Единомышленником Леонтьева никогда не будет большинство, ведь сам пафос его мысли аристократичен и антиэгалитарен. Восхищаться им, обожать его всегда будет небольшой кружок друзей, умеющих совместить в себе «эстетизм» и «православизм». Когда нужны будут прочные основания для «консервативного поворота» и государственного строительства, с полки снимут Ивана Ильина, а не Константина Леонтьева. Но зато друзья его, эти немногие, пребудут с ним до конца.
Таинственные комнаты и «тихий свет всенощной»
Константин Николаевич Леонтьев родился в сельце Кудинове Калужской губернии 13 (25) января 1831 года семимесячным. Мать его, Феодосья Петровна, в девичестве Карабанова, выпускница Екатерининского института, дочь генерала, вышла за отставного прапорщика, выгнанного из гвардейского полка «за шалости». Мужу, склонному к кутежам и разорившему имение, она родила шестерых детей. Тут подвернулся сосед, «в модном светло-коричневом сюртуке тридцатых годов, в золотых очках. Лицо чрезвычайно тонкое, красивое, нежное, слегка румяное; русые волосы вьются на лбу и висках, как у всех щеголей того времени». Дал денег, чтобы спасти недвижимость. Завязался роман. Обручальное кольцо было в буквальном смысле раздавлено, муж получил фактическую отставку┘
Сам Леонтьев запишет в «Хронологии моей жизни»: «Отец мой (Василий Дмитриевич Дурново) умер в 1833 году. Я его, конечно, не помню». О человеке, давшем ему свою фамилию и бывшем его «законным отцом», Леонтьев ничего хорошего сказать не мог. Он «был из числа тех легкомысленных и ни к чему не внимательных русских людей, которые и не отвергают ничего, и не держатся ничего строго. Вообще сказать, отец был и не умен, и не серьезен»; «к самому отцу и к его смерти был совершенно равнодушен».

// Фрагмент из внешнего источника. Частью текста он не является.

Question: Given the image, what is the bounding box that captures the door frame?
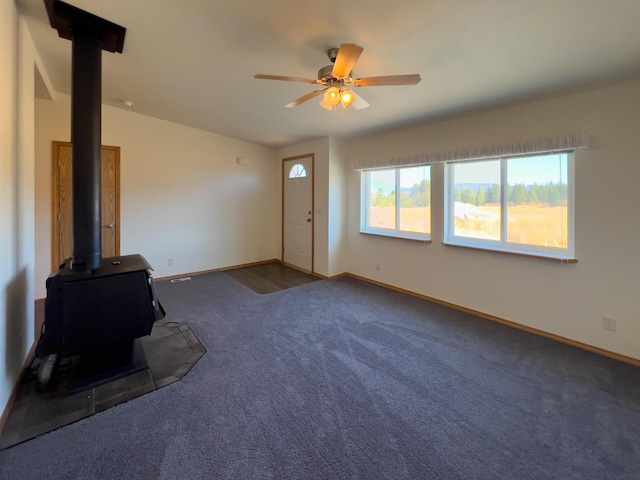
[280,153,316,275]
[51,140,120,271]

Племянница Мария Владимировна, помощница в трудах и спутница в странствиях, вспоминала: «Рос он все между женщинами; его наряжали, завивали, духами душили. Все детство он провел в деревне, но его воспитывали так по-женски, что он долго не знал, что такое значит ездить верхом». Одинокое детство (другие братья и сестры были старше и уже разъехались на учение) рождало поэзию усадебных мечтаний: «Воображение у К. Н-ча было очень большое. В доме у него были свои таинственные комнаты, населенные только ему одному известными людьми, созданными его, хотя и детским, но уже богатым воображением┘ Кукол у него было много, и каждой из них он давал имена совершенно фантастические».
Скептицизм отца покрывался не слишком набожной, но искренней религиозностью матери и, особенно, тетки, открывших мальчику мир псалмов и молитв, эстетику вечерних богослужений в длинной зале кудиновского особняка. Рассказывая о своем обращении, пережитом в сорокалетнем возрасте, Леонтьев запишет с точностью медицинского рецепта: «Поэзия религиозных впечатлений способствует сохранению в сердце любви к религии. А любовь может снова возжечь в сердце и угасшую веру». Впрочем, обращение Леонтьева не было превращением Савла в Павла, как это стремятся иногда показать его биографы.
Он всенощной от ранних лет Любил «вечерний тихий свет».
Став же православным, верующим «в среду и в пятницу», не переставал влюбляться, писать романы, алкивиадствовать.
Болезнь, настигшая его в 1871 г. в Салониках, ужас смерти и обет уйти в монахи в случае излечения имели свою предысторию: «В 48-м году юношей-гимназистом 17 лет он летом, на вакации, в Кудинове заболел холерой. Доктор решил, что он не встанет. К. Н-ч захотел причаститься. Привезли к нему о. Дмитрия. К. Н-ч говорил, что о. Дмитрий был тронут до слез искренностью пламенной его исповеди и глубокой верой, что он переходит в другую жизнь. Вылечил его крестьянин-самоучка».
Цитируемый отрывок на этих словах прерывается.